Tyler Cowen points us to a Psychology Today article on how your personality correlates with whether you are conservative or liberal. When reading below about the correlations, resist the temptation to focus on which side is flattered the most. Instead, see these as markers of bias. Unless you have a better than average reason to think your personality type has better insight into what policies are good for society, it is a bias to let your policy beliefs be influenced by your personality. Instead try to move your beliefs to those you would have had with an average personality. Those correlations:
Liberals are messier than conservatives, their rooms have more clutter and more color, and they tend to have more travel documents, maps of other countries, and flags from around the world. Conservatives are neater, and their rooms are cleaner, better organized, more brightly lit, and more conventional. Liberals have more books, and their books cover a greater variety of topics. …
Liberals are more optimistic. Conservatives are more likely to be religious. Liberals are more likely to like classical music and jazz, conservatives, country music. Liberals are more likely to enjoy abstract art. Conservative men are more likely than liberal men to prefer conventional forms of entertainment like TV and talk radio. Liberal men like romantic comedies more than conservative men. Liberal women are more likely than conservative women to enjoy books, poetry, writing in a diary, acting, and playing musical instruments. …
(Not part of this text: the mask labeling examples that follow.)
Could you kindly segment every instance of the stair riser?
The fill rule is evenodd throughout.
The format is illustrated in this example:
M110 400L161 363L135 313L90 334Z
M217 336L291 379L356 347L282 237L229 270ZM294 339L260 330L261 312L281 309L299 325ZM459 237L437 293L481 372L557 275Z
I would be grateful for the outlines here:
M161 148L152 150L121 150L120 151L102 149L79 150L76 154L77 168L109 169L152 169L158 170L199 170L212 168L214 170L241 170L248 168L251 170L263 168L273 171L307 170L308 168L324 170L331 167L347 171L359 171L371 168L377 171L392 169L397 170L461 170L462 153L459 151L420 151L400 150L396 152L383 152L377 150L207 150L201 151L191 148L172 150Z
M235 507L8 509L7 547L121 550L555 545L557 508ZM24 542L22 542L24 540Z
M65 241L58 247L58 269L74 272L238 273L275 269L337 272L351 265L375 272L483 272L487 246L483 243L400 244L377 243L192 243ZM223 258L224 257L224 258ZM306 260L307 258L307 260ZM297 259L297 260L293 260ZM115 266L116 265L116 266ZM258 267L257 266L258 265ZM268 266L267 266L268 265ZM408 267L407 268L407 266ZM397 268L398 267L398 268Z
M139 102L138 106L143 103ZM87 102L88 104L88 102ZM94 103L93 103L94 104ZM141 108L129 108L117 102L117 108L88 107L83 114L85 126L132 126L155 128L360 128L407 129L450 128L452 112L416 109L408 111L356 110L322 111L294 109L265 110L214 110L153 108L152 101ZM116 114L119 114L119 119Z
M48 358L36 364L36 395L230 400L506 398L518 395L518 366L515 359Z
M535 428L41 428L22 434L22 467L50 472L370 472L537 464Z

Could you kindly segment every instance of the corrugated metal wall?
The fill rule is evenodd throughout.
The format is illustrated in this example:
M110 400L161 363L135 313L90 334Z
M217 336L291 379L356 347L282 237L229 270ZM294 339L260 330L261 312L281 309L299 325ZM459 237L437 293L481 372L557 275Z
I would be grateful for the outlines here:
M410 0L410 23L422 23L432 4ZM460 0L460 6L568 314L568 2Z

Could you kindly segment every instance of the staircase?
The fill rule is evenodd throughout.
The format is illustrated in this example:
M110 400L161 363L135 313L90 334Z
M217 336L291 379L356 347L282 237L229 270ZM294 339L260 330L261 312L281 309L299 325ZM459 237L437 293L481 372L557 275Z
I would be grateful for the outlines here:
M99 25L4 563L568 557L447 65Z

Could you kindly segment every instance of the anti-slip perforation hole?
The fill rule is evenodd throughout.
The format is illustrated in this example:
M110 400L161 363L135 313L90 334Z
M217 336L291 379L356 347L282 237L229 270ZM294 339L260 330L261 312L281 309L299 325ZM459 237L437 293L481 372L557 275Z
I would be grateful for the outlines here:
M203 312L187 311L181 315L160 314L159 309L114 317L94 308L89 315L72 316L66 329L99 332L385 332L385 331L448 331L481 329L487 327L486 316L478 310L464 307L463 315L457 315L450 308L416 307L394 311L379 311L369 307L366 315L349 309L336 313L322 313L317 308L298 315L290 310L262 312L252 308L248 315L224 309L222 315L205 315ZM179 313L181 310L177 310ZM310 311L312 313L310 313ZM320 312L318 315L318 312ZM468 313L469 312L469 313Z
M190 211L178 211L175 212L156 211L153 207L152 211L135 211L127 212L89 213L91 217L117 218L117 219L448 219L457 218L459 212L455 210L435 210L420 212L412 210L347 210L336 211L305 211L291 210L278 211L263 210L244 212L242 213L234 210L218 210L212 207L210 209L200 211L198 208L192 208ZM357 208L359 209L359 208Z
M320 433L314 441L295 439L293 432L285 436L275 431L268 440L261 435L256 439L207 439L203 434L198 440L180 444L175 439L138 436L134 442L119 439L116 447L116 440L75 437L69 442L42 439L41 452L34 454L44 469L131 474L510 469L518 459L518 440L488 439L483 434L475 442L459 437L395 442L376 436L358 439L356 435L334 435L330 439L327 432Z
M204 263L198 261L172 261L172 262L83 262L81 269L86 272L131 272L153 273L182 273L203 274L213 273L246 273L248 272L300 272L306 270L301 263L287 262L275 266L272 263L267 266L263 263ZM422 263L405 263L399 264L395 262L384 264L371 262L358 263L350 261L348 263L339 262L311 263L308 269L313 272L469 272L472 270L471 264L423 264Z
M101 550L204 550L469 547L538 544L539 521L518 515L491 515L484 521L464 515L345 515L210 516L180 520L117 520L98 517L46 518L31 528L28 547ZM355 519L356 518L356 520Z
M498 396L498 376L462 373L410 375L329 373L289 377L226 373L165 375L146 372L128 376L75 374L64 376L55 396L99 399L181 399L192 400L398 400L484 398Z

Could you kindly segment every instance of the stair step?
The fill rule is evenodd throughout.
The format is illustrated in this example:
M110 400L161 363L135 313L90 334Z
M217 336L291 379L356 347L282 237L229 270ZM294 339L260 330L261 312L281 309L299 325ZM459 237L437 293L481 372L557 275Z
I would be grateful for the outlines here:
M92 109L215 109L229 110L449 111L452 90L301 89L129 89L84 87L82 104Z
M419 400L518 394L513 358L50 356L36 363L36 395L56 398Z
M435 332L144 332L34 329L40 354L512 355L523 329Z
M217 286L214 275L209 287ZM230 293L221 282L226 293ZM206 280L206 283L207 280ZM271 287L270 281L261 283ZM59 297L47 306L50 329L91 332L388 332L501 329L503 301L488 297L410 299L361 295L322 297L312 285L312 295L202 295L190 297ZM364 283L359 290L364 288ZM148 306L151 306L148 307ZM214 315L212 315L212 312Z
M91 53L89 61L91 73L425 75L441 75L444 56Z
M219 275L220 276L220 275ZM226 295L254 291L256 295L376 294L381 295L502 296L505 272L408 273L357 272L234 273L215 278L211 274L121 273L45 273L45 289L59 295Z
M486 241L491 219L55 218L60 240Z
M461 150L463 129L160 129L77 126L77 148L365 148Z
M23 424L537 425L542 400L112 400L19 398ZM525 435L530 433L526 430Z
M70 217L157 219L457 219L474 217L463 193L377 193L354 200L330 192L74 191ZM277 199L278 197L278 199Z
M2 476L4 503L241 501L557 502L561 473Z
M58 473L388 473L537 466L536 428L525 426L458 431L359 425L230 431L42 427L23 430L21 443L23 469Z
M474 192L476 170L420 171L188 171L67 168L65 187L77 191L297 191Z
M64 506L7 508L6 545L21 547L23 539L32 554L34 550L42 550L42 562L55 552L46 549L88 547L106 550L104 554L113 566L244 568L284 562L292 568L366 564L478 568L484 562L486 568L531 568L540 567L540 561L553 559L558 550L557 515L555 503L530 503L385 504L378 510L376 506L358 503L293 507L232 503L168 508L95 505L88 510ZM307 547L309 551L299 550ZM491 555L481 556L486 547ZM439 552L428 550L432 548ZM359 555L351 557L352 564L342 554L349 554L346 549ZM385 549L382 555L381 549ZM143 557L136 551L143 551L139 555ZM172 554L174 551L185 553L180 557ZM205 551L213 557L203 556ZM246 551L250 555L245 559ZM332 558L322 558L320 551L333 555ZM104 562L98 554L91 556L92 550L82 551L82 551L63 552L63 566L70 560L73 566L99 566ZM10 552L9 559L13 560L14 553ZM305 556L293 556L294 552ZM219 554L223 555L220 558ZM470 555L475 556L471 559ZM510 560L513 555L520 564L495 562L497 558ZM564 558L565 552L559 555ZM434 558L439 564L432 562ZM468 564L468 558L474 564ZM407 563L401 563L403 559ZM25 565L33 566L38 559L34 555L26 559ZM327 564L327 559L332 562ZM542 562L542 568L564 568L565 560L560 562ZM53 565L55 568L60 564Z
As kids, liberals had developed close relationships with peers and were rated by their teachers as self-reliant, energetic, impulsive, and resilient. People who were conservative at age 23 had been described by their teachers as easily victimized, easily offended, indecisive, fearful, rigid, inhibited, and vulnerable at age 3. …
Conservatives have a greater desire to reach a decision quickly and stick to it, and are higher on conscientiousness, which includes neatness, orderliness, duty, and rule-following. Liberals are higher on openness, which includes intellectual curiosity, excitement-seeking, novelty, creativity for its own sake, and a craving for stimulation like travel, color, art, music, and literature. … conservatives have less tolerance for ambiguity, …
Of course many say the focus of these results is biased:
Yet critics retort that the research draws negative conclusions about conservatives while the researchers themselves are liberal. … a disproportionate amount of the research has focused on figuring out what’s behind conservative behavior. … "There is a bias among social scientists," admits Glaser. "They look for the variables that are unflattering."
Quite a simplistic view of personality. Let me guess, you're a liberal. I used to be liberal, but now I'm conservative. So I must be schizo! I just got fed up with the moving moral target of the progressives. Next thing you know they'll be advocating sex with kids. Oh yes, I read lots of books, am messy, love to act and paint, and believe in God.
All of you arguing about beliefs vs actual "good" society really need to read Thomas Sowell's A Conflict of Visions, and his Vision of the Anointed.